Tories aim to block full EU ban on bee-harming pesticides
Conservative politicians are trying to stop a complete EU ban on bee-harming pesticides, despite the new environment secretary Michael Gove's statement earlier this week, in which he said "I absolutely don't want to water down" EU environmental protections.
Neonicotinoids are the world’s most widely used insecticides but have been banned on flowering crops in the EU since 2013. However, the European Food Safety Authority (Efsa) found in 2016 that use of the pesticides on all crops poses a high risk to bees. As a result, the European commission has proposed a ban on all uses outside greenhouses, first revealed by the Guardian in March.
On Thursday, an attempt by the Conservative MEP Julie Girling to block the full ban will be voted on by the European parliament’s environment committee. Most of the UK’s environmental protections derive from the EU and since the Brexit result many green groups have been concerned that these could be weakened after Britain leaves the EU.
Gove gave reassurances on Monday, telling BBC Farming Today: “We need to maintain, and where possible enhance, environmental and animal welfare standards. We have a strong position and good track record in both of those areas and I do not for a moment want to see either of them diluted or eroded.”
The Guardian asked the Department of Environment, Food and Rural Affairs if Gove backed Girling’s attempt to block the pesticide ban. A spokeswoman did not answer directly but said: “The government has fully applied restrictions on the use of neonicotinoids introduced by the EU. We make all decisions on pesticides based on the science.”
Matt Shardlow, at the conservation charity Buglife, said: “Conservative politicians have repeatedly led the charge to face down measures to restrict harmful pesticides. Buglife would like to see a clear commitment from the Conservatives that after Brexit our environment and health will be in safe hands.
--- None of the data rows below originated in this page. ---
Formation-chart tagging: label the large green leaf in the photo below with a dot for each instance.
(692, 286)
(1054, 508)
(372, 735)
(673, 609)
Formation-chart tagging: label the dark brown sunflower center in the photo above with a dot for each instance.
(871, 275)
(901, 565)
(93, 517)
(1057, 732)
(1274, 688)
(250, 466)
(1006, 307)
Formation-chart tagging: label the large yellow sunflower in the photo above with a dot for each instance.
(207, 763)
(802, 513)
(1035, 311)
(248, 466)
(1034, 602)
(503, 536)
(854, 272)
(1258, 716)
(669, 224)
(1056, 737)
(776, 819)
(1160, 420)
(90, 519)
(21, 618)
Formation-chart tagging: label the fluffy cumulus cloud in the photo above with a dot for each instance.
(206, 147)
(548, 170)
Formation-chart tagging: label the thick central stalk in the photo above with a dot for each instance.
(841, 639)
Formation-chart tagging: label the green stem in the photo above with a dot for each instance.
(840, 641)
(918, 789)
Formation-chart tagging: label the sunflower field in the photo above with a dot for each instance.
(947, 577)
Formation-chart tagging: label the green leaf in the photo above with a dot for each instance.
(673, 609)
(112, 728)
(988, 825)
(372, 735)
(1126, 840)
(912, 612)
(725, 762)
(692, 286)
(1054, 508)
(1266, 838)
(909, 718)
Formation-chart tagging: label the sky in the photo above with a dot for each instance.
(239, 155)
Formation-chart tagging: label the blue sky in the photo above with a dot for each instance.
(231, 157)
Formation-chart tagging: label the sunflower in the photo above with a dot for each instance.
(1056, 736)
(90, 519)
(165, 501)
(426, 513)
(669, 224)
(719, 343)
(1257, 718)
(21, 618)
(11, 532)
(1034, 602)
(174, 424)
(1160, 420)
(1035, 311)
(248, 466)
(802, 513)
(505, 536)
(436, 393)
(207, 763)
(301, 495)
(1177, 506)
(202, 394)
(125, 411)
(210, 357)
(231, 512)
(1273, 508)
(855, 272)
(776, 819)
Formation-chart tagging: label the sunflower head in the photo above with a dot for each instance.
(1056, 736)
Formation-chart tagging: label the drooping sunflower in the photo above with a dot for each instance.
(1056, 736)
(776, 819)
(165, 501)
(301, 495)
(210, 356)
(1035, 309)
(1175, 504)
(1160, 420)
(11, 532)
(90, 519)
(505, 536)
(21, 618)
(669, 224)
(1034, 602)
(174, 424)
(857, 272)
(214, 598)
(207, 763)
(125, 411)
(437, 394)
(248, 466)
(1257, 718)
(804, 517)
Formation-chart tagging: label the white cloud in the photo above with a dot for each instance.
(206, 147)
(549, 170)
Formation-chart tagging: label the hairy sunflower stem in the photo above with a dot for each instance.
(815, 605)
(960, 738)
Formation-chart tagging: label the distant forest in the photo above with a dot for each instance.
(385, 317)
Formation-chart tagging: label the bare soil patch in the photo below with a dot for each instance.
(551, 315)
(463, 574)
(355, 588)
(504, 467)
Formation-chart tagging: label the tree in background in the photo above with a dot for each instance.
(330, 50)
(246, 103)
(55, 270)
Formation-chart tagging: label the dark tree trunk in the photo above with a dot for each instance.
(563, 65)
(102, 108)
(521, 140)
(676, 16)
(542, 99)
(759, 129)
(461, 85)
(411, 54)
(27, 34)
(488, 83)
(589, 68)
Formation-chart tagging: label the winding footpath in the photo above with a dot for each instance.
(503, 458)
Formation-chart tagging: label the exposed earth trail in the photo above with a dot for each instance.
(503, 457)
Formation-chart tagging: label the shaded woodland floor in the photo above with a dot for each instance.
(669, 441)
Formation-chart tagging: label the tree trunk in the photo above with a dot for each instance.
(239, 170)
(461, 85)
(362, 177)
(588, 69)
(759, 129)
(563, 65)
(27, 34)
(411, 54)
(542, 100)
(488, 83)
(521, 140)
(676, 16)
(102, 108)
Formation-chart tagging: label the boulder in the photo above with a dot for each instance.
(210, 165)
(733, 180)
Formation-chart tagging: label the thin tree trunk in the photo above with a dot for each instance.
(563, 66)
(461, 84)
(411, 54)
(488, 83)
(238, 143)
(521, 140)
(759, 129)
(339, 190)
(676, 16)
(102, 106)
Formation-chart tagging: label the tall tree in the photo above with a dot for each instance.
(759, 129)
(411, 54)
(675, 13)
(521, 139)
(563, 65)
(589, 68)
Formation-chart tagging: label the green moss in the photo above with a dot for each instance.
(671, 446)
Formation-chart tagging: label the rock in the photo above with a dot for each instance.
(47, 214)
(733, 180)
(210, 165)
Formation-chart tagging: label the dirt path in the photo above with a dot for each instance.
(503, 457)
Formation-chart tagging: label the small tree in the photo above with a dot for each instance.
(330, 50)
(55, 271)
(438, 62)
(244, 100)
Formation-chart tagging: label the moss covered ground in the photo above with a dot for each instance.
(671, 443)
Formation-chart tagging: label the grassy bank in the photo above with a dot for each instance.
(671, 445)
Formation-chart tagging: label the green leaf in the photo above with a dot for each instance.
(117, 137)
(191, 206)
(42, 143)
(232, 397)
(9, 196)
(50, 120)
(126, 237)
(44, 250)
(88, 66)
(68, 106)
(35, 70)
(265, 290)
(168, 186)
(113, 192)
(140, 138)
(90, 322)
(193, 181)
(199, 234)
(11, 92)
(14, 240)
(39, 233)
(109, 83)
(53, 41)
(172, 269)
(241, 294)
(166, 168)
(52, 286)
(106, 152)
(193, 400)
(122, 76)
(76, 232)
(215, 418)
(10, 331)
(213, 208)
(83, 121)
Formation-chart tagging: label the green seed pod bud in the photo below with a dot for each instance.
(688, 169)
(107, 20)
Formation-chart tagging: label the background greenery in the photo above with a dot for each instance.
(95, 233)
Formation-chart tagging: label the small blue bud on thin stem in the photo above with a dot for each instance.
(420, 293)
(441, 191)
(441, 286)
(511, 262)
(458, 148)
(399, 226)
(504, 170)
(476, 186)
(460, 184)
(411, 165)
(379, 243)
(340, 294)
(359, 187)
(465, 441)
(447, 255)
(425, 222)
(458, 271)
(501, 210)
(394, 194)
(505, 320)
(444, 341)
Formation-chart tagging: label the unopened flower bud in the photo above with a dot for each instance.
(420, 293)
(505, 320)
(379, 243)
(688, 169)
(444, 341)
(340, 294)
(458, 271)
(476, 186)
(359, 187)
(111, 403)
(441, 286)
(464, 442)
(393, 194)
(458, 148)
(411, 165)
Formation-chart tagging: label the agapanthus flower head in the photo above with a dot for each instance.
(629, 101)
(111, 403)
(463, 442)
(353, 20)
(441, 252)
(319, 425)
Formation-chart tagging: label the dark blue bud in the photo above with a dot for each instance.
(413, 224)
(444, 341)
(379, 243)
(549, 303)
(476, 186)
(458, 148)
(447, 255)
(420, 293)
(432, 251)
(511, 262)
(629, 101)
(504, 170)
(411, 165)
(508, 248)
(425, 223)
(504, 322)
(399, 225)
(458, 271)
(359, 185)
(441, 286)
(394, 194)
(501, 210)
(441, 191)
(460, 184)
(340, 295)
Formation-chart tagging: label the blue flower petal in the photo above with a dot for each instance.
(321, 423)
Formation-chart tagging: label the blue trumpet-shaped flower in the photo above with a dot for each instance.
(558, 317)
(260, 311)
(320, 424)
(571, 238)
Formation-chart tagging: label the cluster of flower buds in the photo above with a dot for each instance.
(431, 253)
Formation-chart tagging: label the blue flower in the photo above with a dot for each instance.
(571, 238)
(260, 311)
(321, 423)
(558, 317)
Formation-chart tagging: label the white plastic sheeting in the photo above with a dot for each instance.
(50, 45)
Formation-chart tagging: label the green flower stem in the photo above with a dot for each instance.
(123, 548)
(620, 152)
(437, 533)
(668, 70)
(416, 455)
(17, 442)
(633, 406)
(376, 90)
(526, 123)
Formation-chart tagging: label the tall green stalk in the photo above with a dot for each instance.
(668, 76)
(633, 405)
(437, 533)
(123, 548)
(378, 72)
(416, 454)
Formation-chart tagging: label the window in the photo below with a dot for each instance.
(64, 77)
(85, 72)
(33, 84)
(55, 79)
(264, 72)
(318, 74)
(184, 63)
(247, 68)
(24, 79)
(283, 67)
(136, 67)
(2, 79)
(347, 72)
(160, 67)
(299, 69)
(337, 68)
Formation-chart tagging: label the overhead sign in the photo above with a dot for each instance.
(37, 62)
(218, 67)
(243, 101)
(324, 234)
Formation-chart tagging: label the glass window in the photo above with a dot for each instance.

It is time to start listening to the people and respecting the experts.”
Martin Dermine, from Pesticide Action Network Europe, said Girling’s arguments against the full ban were no different to those put forward by the pesticide manufacturers: “Such a similarity between an MEP’s work and the industry’s arguments is shocking. Bee-killing neonicotinoids should never have been authorised and it is more than time to ban them.”
Girling said there was no link between her and the pesticide industry: “I just happen to agree with them on this issue. I believe that the sustainable use of pesticides is a vital part of providing safe and affordable food production.”
The MEP said she agreed with Gove’s reassurances: “His statements do not support policy which seeks to ban all pesticides indiscriminately.”
Graeme Taylor, from the European Crop Protection Association, said: “The size of the toolbox available to farmers to allow them to produce is being constantly depleted by decisions that are based on fear and misinformation rather than fact, and without consideration of the consequences for European agriculture.”
In a debate in the European parliament environment committee on Wednesday, Girling was challenged by a commission official Klaus Berend. He said arguments over whether widespread harm to bees had been proven or not missed the point of the EU regulations: “The principle of the regulation is that safe use must be demonstrated, not the other way around.” With Efsa finding high risks to bees, Berend said: “There is no other choice for the commission than to act.”
The idea that pesticides are essential to feed a fast-growing global population was declared a “myth” in March, in a report by UN food and pollution experts. It severely criticised the global corporations that manufacture pesticides, accusing them of the “systematic denial of harms”, “aggressive, unethical marketing tactics” and heavy lobbying of governments which has “obstructed reforms and paralysed global pesticide restrictions”.
In April, a major study found virtually all farms could significantly cut their pesticide use while still producing as much food, and that chemical treatments could be cut without affecting farm profits on more than three-quarters of farms.